The annual survey also shows that multi-family development is expected to increase substantially and the retail and hospitality sectors are expected to see growth. Of those surveyed, 43 percent believe multi-family development will increase, 19 percent expect a significant amount of development in retail in 2014, up from five percent in last year’s survey, while 18 percent expect a significant amount of development in hospitality, up from 7 percent in last year’s survey.
Acquisitions (53 percent), improving real estate fundamentals (44 percent), and geographic expansion (38 percent) were selected as the top three drivers for revenue growth of the respondents’ companies over the next three years. Class A assets in primary markets (48 percent) and development opportunities (25 percent) were identified by commercial real estate executives as the top assets they would be in the market to acquire in the next year.

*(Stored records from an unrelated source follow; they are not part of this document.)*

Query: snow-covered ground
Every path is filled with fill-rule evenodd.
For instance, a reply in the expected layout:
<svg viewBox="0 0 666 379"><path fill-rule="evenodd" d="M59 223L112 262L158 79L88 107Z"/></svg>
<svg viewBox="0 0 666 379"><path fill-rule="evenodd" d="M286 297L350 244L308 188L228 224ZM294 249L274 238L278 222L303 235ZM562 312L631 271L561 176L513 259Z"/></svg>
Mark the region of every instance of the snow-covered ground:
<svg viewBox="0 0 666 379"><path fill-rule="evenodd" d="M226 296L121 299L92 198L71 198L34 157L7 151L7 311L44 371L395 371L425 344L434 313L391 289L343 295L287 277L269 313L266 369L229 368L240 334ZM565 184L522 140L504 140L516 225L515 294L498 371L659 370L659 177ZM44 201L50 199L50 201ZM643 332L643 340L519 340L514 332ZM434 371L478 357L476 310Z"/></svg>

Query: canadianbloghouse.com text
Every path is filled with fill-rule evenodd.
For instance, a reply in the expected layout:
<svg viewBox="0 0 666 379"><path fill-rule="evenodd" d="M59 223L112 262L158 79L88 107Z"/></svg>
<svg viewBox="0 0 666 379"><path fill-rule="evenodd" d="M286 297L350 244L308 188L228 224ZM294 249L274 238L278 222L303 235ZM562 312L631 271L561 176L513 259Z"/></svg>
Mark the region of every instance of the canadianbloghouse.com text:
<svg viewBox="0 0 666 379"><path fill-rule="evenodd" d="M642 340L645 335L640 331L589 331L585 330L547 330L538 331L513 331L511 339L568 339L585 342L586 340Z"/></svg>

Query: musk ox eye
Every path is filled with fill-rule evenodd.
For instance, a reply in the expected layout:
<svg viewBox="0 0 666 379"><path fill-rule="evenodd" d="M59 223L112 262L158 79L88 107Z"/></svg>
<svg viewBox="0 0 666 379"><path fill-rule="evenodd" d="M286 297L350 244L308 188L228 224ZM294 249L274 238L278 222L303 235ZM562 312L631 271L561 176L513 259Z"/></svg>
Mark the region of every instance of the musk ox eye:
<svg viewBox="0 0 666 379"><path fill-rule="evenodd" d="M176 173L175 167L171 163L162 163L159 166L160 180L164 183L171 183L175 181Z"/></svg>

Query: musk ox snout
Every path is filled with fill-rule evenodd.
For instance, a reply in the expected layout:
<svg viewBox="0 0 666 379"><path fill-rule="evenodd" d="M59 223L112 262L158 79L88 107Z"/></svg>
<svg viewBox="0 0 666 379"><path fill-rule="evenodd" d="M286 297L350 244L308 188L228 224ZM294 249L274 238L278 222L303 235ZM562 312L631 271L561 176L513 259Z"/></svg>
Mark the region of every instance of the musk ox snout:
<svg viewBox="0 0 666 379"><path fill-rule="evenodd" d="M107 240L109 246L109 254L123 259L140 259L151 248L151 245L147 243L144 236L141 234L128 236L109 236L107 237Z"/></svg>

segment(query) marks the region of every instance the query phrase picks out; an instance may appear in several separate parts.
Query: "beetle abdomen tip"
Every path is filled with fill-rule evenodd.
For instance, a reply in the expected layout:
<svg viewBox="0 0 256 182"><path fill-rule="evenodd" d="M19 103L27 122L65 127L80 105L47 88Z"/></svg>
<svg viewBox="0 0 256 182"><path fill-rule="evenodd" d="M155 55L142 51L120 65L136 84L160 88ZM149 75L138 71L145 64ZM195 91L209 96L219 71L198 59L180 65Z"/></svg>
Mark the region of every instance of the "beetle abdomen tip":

Another key finding involves companies looking for investment opportunities outside of the U.S., with Latin America and Asia Pacific identified as the two most likely areas.
“Expansion is big, with companies starting to look outside the U.S. for investment opportunities to find yield, which is relative new compared to previous surveys,” Williams added. “Market expansion is an important focus for commercial real estate executives as they strive to grow the top line.”
While optimism seems to ring true throughout the survey, Williams does warn that the government sequestration and other political and regulatory uncertainty lagging out there does give people a little caution.
“There is some uncertainty out there as people assess how potential regulations and tax policy impact their businesses and proactively, manage those impacts,” Williams concluded. “Another concern is the lagging European recovery and wondering if another shoe will fall over there and have a spill-over affect on the market.”
Pricing pressures (32 percent), lack of customer demand (30 percent), and regulatory and legislative pressure (24 percent) were cited as the most significant growth barriers over the next year.
The KPMG survey was completed in spring of 2013 and reflects the responses of 100 senior executives in the CRE industry.